Getting started with node.js

A brief introduction

Craig R Webster

Senior Software Engineer, Agency.com

Hi, I'm Craig and I'm a senior software engineer at Agency.com. Mostly I look after the Rails projects there, but when Rails is your hammer everything looks like a thumb. Rails is nice but it isn't always the right tool for the job. It's good to have a decent idea of the technologies available outside the Rails and Ruby world.

I've been using Javascript to support work that I do for the past 8 or so years but I started to get really interested in what Javascript could do about three years ago when I saw Rails spit out some mangled code to make a link POST some data... Basically thought "this is horrible, there has to be a better way". Through that I got into unobtrusive enhancement using Javascript and from there into reverse-http for more complex communication than would normally be available to a web browser. I'd seen a few applications use Javascript in environments outside the browser but hadn't really played with it.

Recently I've been hearing whispers about node.js being the new hotness and figured I'd take a look.
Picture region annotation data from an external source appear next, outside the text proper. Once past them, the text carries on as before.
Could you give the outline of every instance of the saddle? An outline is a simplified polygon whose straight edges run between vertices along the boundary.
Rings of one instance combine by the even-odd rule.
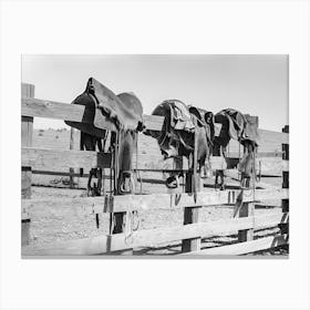
[[[234,108],[225,108],[215,115],[215,122],[223,124],[218,140],[226,140],[228,143],[229,138],[234,138],[241,144],[251,142],[255,146],[260,144],[258,117],[242,114]]]
[[[84,105],[82,122],[65,124],[84,133],[103,137],[106,130],[142,131],[142,104],[133,93],[115,95],[94,78],[90,78],[85,91],[72,104]]]
[[[187,106],[179,100],[167,100],[161,103],[152,114],[165,117],[163,128],[161,132],[146,131],[145,134],[157,140],[165,159],[189,156],[194,151],[196,126],[203,130],[199,140],[200,149],[208,149],[208,142],[213,141],[214,135],[214,120],[208,112],[195,106]]]

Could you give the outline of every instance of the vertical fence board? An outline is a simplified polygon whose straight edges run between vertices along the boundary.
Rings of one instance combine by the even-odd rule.
[[[21,84],[22,97],[34,97],[34,85]],[[21,146],[32,146],[33,117],[21,116]],[[31,167],[22,167],[21,170],[21,198],[31,198]],[[30,218],[21,220],[21,245],[28,245],[30,240]]]
[[[244,154],[245,154],[245,146],[244,146]],[[250,186],[250,182],[247,182],[246,187]],[[254,184],[255,186],[255,184]],[[254,203],[242,203],[239,217],[248,217],[254,216],[255,204]],[[242,229],[238,231],[238,241],[246,242],[254,240],[254,229]]]
[[[282,133],[289,133],[289,126],[285,126],[282,128]],[[289,144],[283,143],[282,144],[282,159],[289,161]],[[283,176],[283,183],[282,188],[289,188],[289,172],[282,172]],[[289,211],[289,199],[282,199],[282,211],[288,213]],[[288,234],[289,232],[289,224],[280,224],[279,228],[281,230],[281,234]]]
[[[185,185],[185,192],[186,193],[194,193],[193,195],[196,195],[196,190],[200,190],[200,175],[197,174],[197,152],[198,152],[198,134],[197,130],[195,131],[195,144],[194,144],[194,163],[193,163],[193,170],[189,170],[186,174],[186,185]],[[195,185],[194,185],[195,184]],[[194,185],[194,186],[193,186]],[[194,188],[193,188],[194,187]],[[184,209],[184,225],[198,223],[199,221],[199,214],[200,214],[202,207],[195,207],[195,208],[185,208]],[[188,252],[188,251],[199,251],[202,245],[202,238],[193,238],[193,239],[184,239],[182,240],[182,252]]]
[[[70,145],[69,145],[70,149],[74,149],[74,128],[71,127],[70,130]],[[69,168],[70,172],[70,188],[74,188],[74,168]]]

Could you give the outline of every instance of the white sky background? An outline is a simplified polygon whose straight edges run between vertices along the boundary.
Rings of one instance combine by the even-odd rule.
[[[35,97],[72,102],[95,78],[115,94],[134,92],[144,113],[178,99],[214,113],[234,107],[259,116],[259,127],[288,124],[287,55],[23,55],[22,82]],[[34,127],[66,127],[34,118]]]

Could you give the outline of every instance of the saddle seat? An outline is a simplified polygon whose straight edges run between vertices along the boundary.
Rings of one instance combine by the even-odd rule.
[[[131,106],[124,103],[123,97]],[[65,124],[84,133],[104,137],[106,130],[143,130],[142,104],[138,99],[133,93],[115,95],[94,78],[89,79],[85,91],[72,104],[85,106],[83,118],[82,122],[65,121]]]

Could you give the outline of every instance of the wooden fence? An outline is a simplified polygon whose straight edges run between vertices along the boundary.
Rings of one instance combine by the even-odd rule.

I had originally assumed it was something like reverse-http. Totally wrong.

I've been using node.js for a few weeks now for toy projects and I'd like to show you how I got started and what I found out - a very brief introduction.

What is node.js?

This talk is about node.js so a description of node.js would be handy. Unfortunately there's no one-line slogan on the nodejs.org site and the documentation is a little unclear about exactly what node.js is, prefering instead to talk about what it allows us to do, and giving examples of how to do that. After a little digging I found out that it's a Javascript framework geared towards building servers. I guess it's a little like Erlang/OTP's gen_server behavior... just without process supervision and hot code swapping.

It's pretty simple to learn and use. The documentation is easily read and generally understandable in less than 30 minutes.

Node can be extended pretty easily too. By moving towards using the CommonJS specification for modules, node.js is allowing wider re-use of code developed for node.js applications elsewhere - and easing the process of bringing that code to be brought into node.js projects.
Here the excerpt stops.